This Christmas was good. We actually got to go home this year and really enjoyed it, but at the same time it was really hard. I had a lot of dreams about this Christmas when we started this process and they are all dashed. When I realized that Clay wouldn't be home for Christmas I started planning a Christmas party when he came home, but now knowing that he won't even be home for his First Birthday that just let me know that no one knows when he will be home. So the plan now on the basis we get out of PGN this time for good is we will come home and celebrate his First Birthday at home, too. If not out of PGN by first of February we will somehow find a way to go visit. If we are out of PGN then we will have to wait till pick up. We are required by our attorney to stay at one certain hotel for visit trips and in order to do that it requires a lot of money as it is a 5 star place that costs more than I have ever paid per night for a place to sleep. At the start of this process we planned on using our flight benefits to fly back and forth to Guatemala City but flying standby isnt working as there are no flights coming back and one way tickets are more expensive than roundtrip confirmed. So, we are working hard to save for another visit trip. The hardest part is leaving without Clay. So far, I have been able to pull myself together and is taking longer each time, but I just don't know if I can handle that again. It is like pulling the heart out stomping on it and then stuffing it back in with no pain killers or anything. It hurts REALLY bad. It takes a lot of tears, alot of praying, alot of everything to handle an international adoption. Right now, we are hanging on by a thread. We are still creeping to the top of this mountain. I mean major creeping the kind you get when you have the pedal to the metal and the transmission is staying into first gear and the hill is almost to the point of needing four a wheeler and the engine is grinding and creaking with like it is trying to pull a loaded semi that is way over weight up Donners Pass. We are sitting in this car hanging on to the security bar with all our might and white knuckled listening to the creak and grunts of the engine and transmission pulling with all its might to reach the top. Please be praying that is all you can do for us!!!!!!!! Please, do, we need it!!!!!!!

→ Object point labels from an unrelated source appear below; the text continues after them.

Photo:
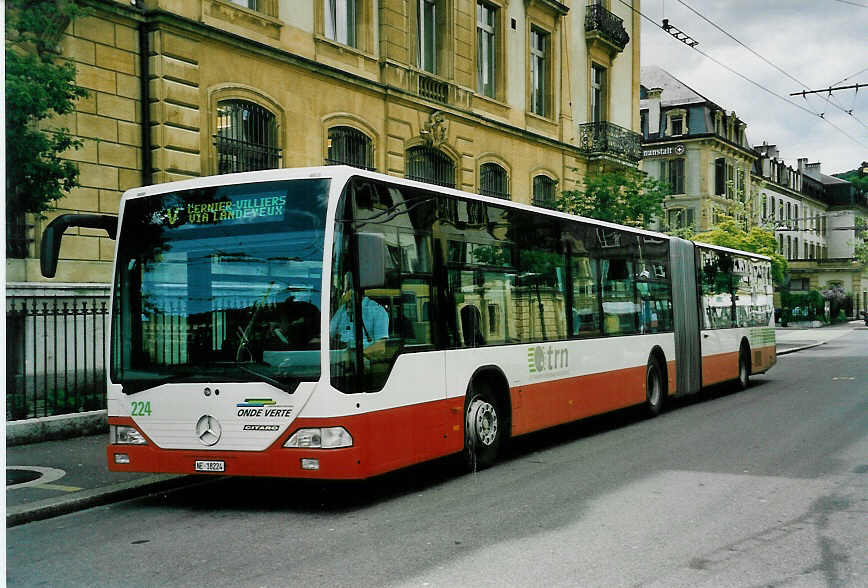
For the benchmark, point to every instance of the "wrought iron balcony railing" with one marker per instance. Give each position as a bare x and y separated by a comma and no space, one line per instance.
607,25
605,138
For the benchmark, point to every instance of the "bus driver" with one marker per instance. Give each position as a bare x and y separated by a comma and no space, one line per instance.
375,325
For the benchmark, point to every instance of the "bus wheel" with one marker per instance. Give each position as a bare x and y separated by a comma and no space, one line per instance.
743,369
653,389
483,429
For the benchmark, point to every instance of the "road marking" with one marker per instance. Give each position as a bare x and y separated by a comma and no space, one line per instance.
59,487
48,475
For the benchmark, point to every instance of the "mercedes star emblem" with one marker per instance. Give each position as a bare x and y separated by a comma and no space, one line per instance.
208,430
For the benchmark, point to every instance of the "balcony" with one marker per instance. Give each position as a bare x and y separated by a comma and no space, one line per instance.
608,140
603,27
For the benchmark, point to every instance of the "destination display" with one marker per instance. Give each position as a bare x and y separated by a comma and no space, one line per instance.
256,208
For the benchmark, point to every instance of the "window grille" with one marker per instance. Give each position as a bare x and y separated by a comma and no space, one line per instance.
493,181
426,164
427,35
544,191
349,146
340,21
485,49
538,71
598,93
16,236
246,138
251,4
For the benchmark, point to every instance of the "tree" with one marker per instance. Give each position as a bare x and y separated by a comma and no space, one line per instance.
627,198
731,233
38,87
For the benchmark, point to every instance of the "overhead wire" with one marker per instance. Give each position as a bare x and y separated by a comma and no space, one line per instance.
850,76
852,3
747,79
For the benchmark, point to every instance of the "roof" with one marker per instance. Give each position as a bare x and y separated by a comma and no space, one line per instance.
675,92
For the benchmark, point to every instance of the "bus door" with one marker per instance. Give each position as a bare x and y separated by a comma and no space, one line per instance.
717,305
686,316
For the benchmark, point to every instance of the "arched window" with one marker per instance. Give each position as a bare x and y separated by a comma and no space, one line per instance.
544,191
246,137
349,146
493,181
426,164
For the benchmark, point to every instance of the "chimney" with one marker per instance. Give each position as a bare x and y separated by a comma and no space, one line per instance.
802,162
654,99
813,170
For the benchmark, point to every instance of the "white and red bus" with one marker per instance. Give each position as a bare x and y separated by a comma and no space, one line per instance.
336,323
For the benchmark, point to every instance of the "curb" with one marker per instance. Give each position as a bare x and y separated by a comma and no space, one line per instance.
794,349
56,427
54,507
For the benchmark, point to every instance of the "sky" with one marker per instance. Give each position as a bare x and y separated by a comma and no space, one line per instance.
818,43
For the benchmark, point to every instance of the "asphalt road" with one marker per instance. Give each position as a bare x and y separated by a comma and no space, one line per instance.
767,487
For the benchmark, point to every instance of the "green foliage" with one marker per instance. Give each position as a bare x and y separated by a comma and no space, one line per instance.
627,198
730,233
860,184
861,248
811,305
38,88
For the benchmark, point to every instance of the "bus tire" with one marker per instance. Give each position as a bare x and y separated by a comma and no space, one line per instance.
653,388
483,427
743,368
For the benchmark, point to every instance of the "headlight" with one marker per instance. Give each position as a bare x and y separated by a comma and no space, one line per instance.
121,435
325,438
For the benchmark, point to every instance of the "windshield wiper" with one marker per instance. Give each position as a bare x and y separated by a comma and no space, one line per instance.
288,388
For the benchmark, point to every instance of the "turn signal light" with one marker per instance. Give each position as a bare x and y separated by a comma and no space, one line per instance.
324,438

My friend Anna has had her DNA at the US Embassy since the 19th and still she has not received her Pink Slip. She really dont know what to do as most times you have it within a week after DNA is received at the Embassy and now that they send that through email they say not to contact them. This is so messed up. She is worried they have her email wrong and they are going to pass her by and she so wants her son home soon. Please, be praying it comes soon!!!!! He is legally her son and is waiting on the US Only!!!!!! They need to get her son home to her!! Please be praying!!!!!!!

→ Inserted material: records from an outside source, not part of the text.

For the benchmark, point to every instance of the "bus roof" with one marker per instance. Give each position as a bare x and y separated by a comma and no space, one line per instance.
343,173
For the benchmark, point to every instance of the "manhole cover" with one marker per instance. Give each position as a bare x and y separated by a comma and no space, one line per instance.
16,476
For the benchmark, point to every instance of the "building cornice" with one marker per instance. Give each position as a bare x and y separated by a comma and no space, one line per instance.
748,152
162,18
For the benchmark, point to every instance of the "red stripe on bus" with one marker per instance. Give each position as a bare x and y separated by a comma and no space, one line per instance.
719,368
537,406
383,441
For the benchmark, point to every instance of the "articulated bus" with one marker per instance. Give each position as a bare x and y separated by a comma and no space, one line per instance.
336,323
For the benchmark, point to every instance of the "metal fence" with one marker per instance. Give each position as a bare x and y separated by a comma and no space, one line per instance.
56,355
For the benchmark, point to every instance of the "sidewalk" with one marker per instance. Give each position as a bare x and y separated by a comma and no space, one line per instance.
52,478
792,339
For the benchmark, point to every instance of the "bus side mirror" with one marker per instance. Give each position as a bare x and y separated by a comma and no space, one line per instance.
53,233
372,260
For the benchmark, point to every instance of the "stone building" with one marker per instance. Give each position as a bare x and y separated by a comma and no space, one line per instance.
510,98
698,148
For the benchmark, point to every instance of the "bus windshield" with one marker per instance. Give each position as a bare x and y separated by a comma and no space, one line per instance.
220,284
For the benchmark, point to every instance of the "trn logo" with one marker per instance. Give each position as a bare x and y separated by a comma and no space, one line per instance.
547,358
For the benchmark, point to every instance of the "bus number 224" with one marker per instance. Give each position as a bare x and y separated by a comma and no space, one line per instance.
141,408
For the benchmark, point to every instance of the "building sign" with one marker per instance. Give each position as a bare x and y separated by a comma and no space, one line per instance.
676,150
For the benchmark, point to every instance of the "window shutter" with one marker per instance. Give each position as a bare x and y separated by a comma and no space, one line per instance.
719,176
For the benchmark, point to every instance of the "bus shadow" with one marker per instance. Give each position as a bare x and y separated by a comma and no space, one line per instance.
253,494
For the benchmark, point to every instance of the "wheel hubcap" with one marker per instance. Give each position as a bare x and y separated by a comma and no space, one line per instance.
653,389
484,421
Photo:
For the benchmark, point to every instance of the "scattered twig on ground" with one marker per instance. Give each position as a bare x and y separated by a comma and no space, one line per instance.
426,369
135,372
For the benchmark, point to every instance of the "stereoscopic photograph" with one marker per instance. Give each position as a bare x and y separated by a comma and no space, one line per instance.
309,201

Other than all this, life is continuing and we are trying to enjoy each others time as we know that soon we will be three, but it is really hard when all WE want is Clay home!!
4 comments:
Caroyln,
I wish I had magic words to make you feel better. Just know that I'm saying a prayer for you, too...that you and Clay will be reunited soon and you won't have to give him back again. :(
Much love,
Joanna
I continue to be amazed by your stength... praying you begin to move in closer to Clay.
I'm so glad to hear you guys are back in PGN. Now I'm praying you get out supe fast so you can bring cutie pie, Clay, home.
I hope and pray that the rest of your journey is smooth and fast. You are very strong. This is not an easy process.